If your dog tends to jump on guests, you can redirect to a sit plus shake. The goal is a calm, controlled interaction.

Fun variations

  • High five: raise your palm a little higher and reward contact.
  • Fist bump: offer a closed fist and reward a gentle paw tap.
  • Double shake: ask for shake twice in a row, then jackpot reward.

Simple training plan

Day 1 to 2

  • 2 to 3 sessions per day, 2 to 5 minutes each
  • Mark and treat any paw lift or paw-to-hand touch
  • End with “All done,” then put treats away

Day 3 to 5

  • Say “Shake,” present your hand, mark and treat on contact
  • Begin rewarding gentler touches
  • Add a brief 0.5 to 1 second hold if your dog is comfortable

Day 6 to 10

  • Practice in 2 or 3 different rooms
  • Work toward a 1-second hold
  • Start shifting from constant treats to variable reinforcement once the skill is consistent
Consistency beats intensity. A few minutes a day, done kindly, will teach more than a long session that leaves your dog confused.

Breed and body tips

  • Small dogs: keep your hand low and close so they do not have to hop or reach.
  • Large and giant breeds: sit on a chair or kneel so your posture stays comfortable and your dog can place their paw without you lifting it.
  • Seniors: prioritize comfort. Avoid lifting high, do shorter holds, and stop if you notice stiffness, panting, or reluctance.

When to get help

If your dog shows signs of pain, fear, or defensiveness when you reach toward their paws, it is smart to involve your veterinarian or a qualified, force-free trainer. Some dogs need a slower, more cooperative approach, especially seniors, dogs with past injuries, or dogs who have had scary nail trims.

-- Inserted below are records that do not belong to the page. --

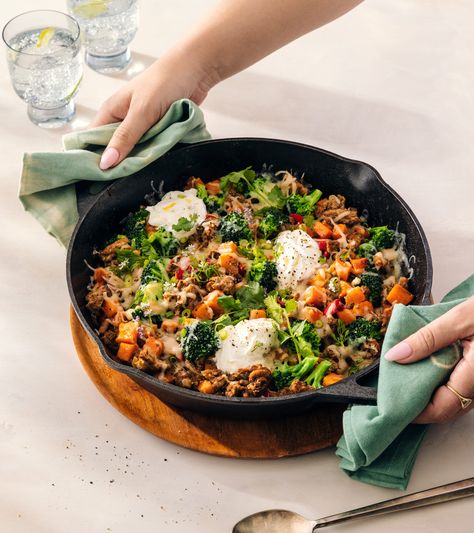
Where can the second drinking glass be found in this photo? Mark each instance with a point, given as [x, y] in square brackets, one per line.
[107, 28]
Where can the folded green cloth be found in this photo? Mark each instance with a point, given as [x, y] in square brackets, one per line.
[47, 187]
[379, 445]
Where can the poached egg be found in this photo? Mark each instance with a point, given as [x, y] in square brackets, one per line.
[247, 343]
[176, 205]
[296, 257]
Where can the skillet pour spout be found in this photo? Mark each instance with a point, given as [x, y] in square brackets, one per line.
[360, 183]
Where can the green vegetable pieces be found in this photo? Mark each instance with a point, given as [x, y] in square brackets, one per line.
[199, 340]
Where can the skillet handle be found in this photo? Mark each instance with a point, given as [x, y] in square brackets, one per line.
[349, 391]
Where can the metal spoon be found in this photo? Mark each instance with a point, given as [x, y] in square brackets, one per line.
[280, 521]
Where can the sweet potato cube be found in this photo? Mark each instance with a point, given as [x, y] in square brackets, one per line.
[322, 230]
[355, 295]
[399, 295]
[128, 333]
[338, 229]
[312, 314]
[342, 269]
[346, 315]
[211, 300]
[203, 312]
[126, 351]
[314, 296]
[363, 308]
[359, 265]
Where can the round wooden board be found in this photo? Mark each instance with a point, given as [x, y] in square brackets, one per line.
[262, 439]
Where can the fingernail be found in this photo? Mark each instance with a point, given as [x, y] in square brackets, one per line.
[398, 352]
[109, 158]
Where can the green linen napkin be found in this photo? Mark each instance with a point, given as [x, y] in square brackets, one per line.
[47, 186]
[379, 445]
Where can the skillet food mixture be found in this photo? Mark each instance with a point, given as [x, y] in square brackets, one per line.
[251, 285]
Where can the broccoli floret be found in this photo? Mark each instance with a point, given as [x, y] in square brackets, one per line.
[284, 374]
[163, 242]
[212, 203]
[367, 250]
[303, 339]
[155, 270]
[128, 260]
[265, 272]
[374, 283]
[303, 205]
[234, 227]
[382, 237]
[199, 340]
[260, 188]
[271, 222]
[135, 227]
[316, 376]
[364, 329]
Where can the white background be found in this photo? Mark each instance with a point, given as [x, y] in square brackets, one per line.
[392, 84]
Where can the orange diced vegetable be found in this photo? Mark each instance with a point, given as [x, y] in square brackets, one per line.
[345, 287]
[399, 295]
[387, 311]
[363, 308]
[99, 274]
[206, 387]
[153, 346]
[128, 332]
[359, 265]
[213, 187]
[312, 314]
[342, 269]
[228, 247]
[338, 230]
[257, 313]
[347, 316]
[308, 230]
[203, 312]
[126, 351]
[331, 378]
[229, 262]
[355, 295]
[314, 296]
[322, 230]
[110, 308]
[211, 300]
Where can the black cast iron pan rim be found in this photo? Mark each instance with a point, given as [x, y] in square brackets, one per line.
[330, 392]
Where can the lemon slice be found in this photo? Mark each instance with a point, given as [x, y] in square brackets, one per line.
[44, 37]
[91, 8]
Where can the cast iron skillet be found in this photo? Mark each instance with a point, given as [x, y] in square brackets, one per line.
[359, 182]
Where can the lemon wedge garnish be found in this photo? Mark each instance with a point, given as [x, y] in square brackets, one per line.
[44, 37]
[91, 9]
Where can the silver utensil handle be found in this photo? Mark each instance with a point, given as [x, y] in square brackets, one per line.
[444, 493]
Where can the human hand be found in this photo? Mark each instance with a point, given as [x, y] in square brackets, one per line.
[146, 98]
[455, 325]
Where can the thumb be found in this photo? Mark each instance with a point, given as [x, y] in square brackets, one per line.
[134, 125]
[456, 324]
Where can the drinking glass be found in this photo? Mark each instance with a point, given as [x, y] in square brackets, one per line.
[44, 63]
[108, 27]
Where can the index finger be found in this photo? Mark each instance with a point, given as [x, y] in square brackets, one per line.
[456, 324]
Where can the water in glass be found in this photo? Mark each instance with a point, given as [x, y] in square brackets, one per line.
[108, 27]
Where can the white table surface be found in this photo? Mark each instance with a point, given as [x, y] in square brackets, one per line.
[391, 84]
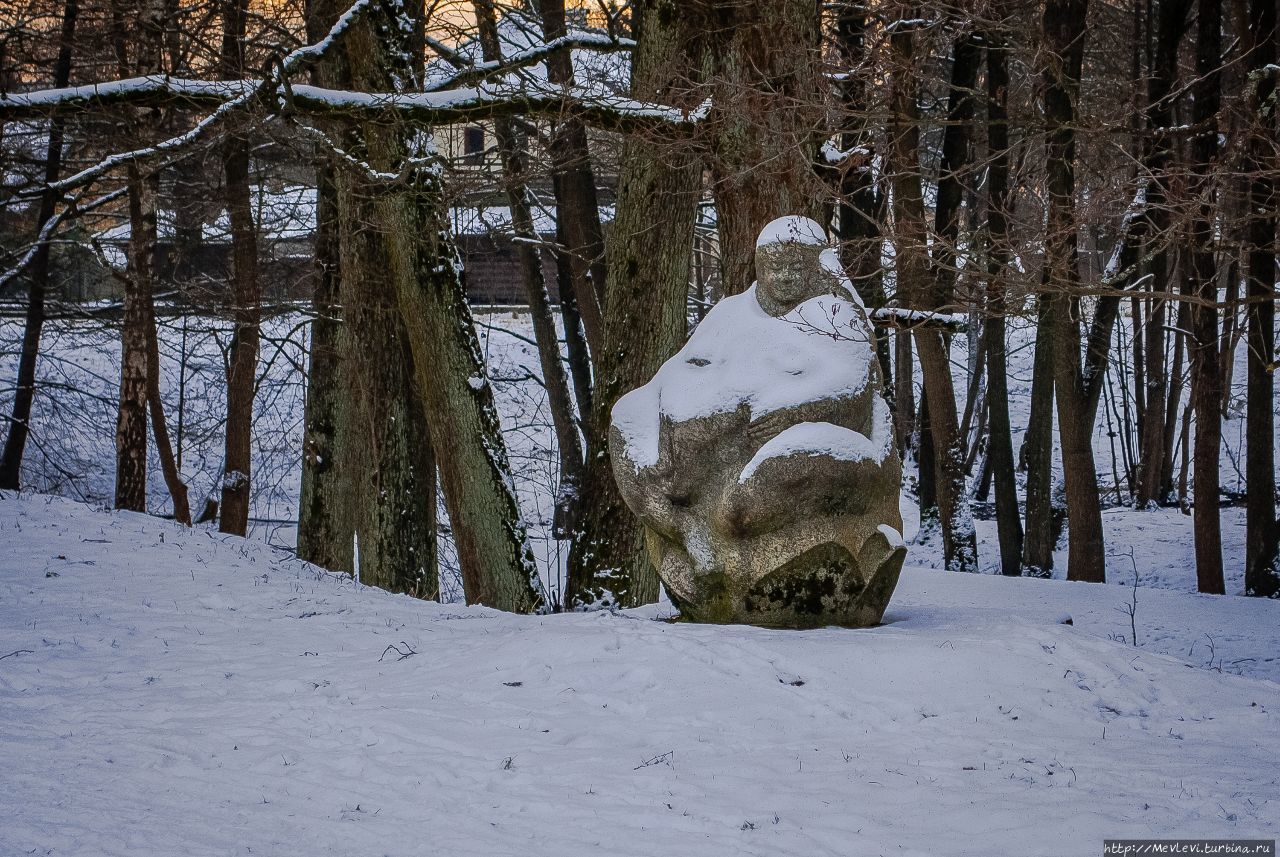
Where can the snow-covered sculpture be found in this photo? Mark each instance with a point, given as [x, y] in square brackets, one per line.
[760, 457]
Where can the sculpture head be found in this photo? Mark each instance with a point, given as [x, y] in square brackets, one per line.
[789, 266]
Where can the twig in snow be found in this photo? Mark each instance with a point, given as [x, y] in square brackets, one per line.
[661, 759]
[403, 652]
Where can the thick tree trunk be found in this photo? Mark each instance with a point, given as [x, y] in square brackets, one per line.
[373, 485]
[160, 425]
[649, 255]
[320, 531]
[246, 296]
[1064, 26]
[1262, 534]
[1155, 229]
[1009, 525]
[131, 424]
[384, 452]
[1206, 380]
[37, 279]
[859, 210]
[767, 101]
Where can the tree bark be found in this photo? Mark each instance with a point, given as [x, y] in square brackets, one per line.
[918, 290]
[1206, 380]
[554, 377]
[767, 101]
[1262, 534]
[24, 388]
[131, 424]
[1157, 157]
[859, 209]
[1064, 24]
[1041, 536]
[649, 255]
[320, 527]
[577, 209]
[246, 296]
[423, 266]
[1009, 525]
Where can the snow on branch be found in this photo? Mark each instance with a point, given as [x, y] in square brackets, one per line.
[899, 317]
[613, 113]
[48, 230]
[246, 94]
[471, 73]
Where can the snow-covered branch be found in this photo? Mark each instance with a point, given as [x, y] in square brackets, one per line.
[899, 317]
[470, 73]
[241, 96]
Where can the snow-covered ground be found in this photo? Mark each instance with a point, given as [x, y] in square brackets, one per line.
[72, 448]
[167, 691]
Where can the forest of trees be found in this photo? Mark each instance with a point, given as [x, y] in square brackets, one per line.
[1106, 169]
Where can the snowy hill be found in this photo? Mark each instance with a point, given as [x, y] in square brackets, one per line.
[179, 692]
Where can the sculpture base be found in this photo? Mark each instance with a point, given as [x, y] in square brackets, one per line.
[823, 586]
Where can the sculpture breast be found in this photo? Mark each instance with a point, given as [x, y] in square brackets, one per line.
[760, 457]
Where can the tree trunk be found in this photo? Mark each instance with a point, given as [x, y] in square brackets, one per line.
[131, 424]
[320, 530]
[423, 266]
[912, 260]
[1262, 534]
[1064, 24]
[859, 210]
[1041, 536]
[1155, 228]
[644, 324]
[1206, 380]
[24, 388]
[577, 210]
[384, 452]
[1009, 525]
[246, 297]
[554, 379]
[160, 425]
[767, 101]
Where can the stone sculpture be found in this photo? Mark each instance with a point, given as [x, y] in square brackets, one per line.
[760, 457]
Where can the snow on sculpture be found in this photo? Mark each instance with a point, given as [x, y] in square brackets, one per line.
[760, 457]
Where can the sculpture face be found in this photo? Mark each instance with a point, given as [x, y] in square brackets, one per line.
[760, 457]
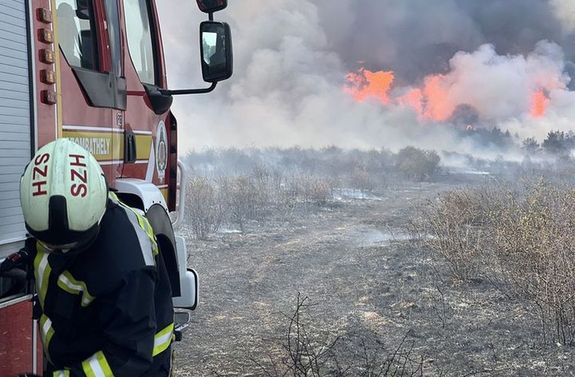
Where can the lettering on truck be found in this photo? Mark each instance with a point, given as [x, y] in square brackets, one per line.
[98, 146]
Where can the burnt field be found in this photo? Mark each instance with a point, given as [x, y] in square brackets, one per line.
[341, 287]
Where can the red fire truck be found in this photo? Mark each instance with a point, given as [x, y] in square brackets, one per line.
[93, 71]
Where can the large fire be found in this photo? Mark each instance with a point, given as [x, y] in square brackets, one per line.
[365, 84]
[539, 103]
[433, 100]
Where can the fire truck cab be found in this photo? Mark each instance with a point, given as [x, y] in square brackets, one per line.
[93, 71]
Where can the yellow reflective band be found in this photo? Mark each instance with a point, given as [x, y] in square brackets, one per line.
[97, 366]
[42, 271]
[47, 332]
[68, 283]
[143, 224]
[163, 339]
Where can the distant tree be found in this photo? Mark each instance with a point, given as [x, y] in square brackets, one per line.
[559, 143]
[530, 146]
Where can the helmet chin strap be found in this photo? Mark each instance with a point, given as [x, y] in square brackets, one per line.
[75, 250]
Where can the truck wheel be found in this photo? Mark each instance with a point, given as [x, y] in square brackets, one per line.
[160, 221]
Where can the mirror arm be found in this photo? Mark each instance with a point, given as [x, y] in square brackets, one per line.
[189, 91]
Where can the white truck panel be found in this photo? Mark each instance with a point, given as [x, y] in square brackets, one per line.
[15, 120]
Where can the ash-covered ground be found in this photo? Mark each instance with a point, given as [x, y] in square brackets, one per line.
[368, 285]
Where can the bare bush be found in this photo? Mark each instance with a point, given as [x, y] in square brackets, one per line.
[417, 164]
[451, 226]
[307, 353]
[520, 235]
[534, 243]
[205, 209]
[243, 198]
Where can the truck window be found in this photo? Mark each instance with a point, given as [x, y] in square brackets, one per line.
[139, 33]
[114, 35]
[77, 33]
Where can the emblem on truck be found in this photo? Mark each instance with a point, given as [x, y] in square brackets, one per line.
[161, 150]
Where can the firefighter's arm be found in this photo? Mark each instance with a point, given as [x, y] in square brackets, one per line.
[129, 324]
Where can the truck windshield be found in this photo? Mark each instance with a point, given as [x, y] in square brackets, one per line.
[77, 34]
[139, 33]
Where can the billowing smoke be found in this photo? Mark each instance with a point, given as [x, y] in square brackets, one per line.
[502, 63]
[565, 11]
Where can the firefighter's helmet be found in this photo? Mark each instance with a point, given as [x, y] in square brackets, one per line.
[63, 194]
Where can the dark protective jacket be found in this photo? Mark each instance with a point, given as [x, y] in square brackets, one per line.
[107, 311]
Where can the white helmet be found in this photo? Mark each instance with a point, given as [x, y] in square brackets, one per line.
[63, 194]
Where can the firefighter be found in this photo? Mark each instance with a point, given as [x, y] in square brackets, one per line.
[103, 290]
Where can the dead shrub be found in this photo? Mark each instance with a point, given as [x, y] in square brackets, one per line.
[534, 244]
[205, 210]
[307, 352]
[519, 235]
[451, 226]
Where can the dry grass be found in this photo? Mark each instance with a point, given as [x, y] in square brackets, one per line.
[522, 235]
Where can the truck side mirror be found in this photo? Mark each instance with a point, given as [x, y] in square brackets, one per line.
[216, 51]
[211, 6]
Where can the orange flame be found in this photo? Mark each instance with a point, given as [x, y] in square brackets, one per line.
[366, 84]
[437, 104]
[433, 100]
[539, 103]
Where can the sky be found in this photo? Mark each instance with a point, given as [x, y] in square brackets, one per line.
[376, 73]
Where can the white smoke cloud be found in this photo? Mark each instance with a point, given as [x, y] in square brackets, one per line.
[565, 11]
[289, 75]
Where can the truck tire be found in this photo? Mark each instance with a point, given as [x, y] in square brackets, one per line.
[162, 225]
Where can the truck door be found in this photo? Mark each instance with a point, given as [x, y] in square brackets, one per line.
[144, 72]
[92, 88]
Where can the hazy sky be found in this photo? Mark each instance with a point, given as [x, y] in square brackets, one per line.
[292, 58]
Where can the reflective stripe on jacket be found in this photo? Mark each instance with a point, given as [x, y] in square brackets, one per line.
[107, 311]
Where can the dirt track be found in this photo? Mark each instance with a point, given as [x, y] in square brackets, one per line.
[365, 280]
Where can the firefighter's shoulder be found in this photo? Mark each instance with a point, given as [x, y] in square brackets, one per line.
[123, 247]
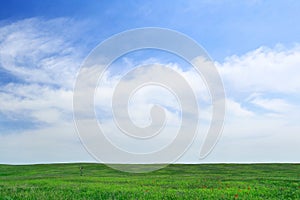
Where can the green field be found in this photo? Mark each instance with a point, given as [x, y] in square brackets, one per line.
[207, 181]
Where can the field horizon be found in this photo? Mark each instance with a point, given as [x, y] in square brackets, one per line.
[176, 181]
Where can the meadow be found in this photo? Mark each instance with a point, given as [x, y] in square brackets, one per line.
[202, 181]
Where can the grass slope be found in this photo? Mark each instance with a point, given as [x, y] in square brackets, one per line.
[206, 181]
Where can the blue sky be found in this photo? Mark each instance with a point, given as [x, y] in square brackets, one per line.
[222, 27]
[254, 44]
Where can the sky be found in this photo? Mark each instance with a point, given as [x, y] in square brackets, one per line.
[254, 44]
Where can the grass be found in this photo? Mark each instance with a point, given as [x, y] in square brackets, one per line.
[205, 181]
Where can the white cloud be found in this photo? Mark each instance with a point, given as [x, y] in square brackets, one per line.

Your dog is not being stubborn. They are communicating. When we listen early, training becomes so much easier.

Quick recap

  • Use positive reinforcement, tiny treats, and short sessions.
  • Capture, lure, or shape a paw lift, then reward paw-to-hand contact.
  • Add the cue “Shake” only after the behavior is happening reliably.
  • Build gentleness, brief duration, and practice in new places.
  • Shift to variable reinforcement gradually and increase rewards again if reliability dips.
  • Pause and check for discomfort if your dog avoids paw handling.
  • Use an “All done” cue to end sessions and reduce persistent pawing.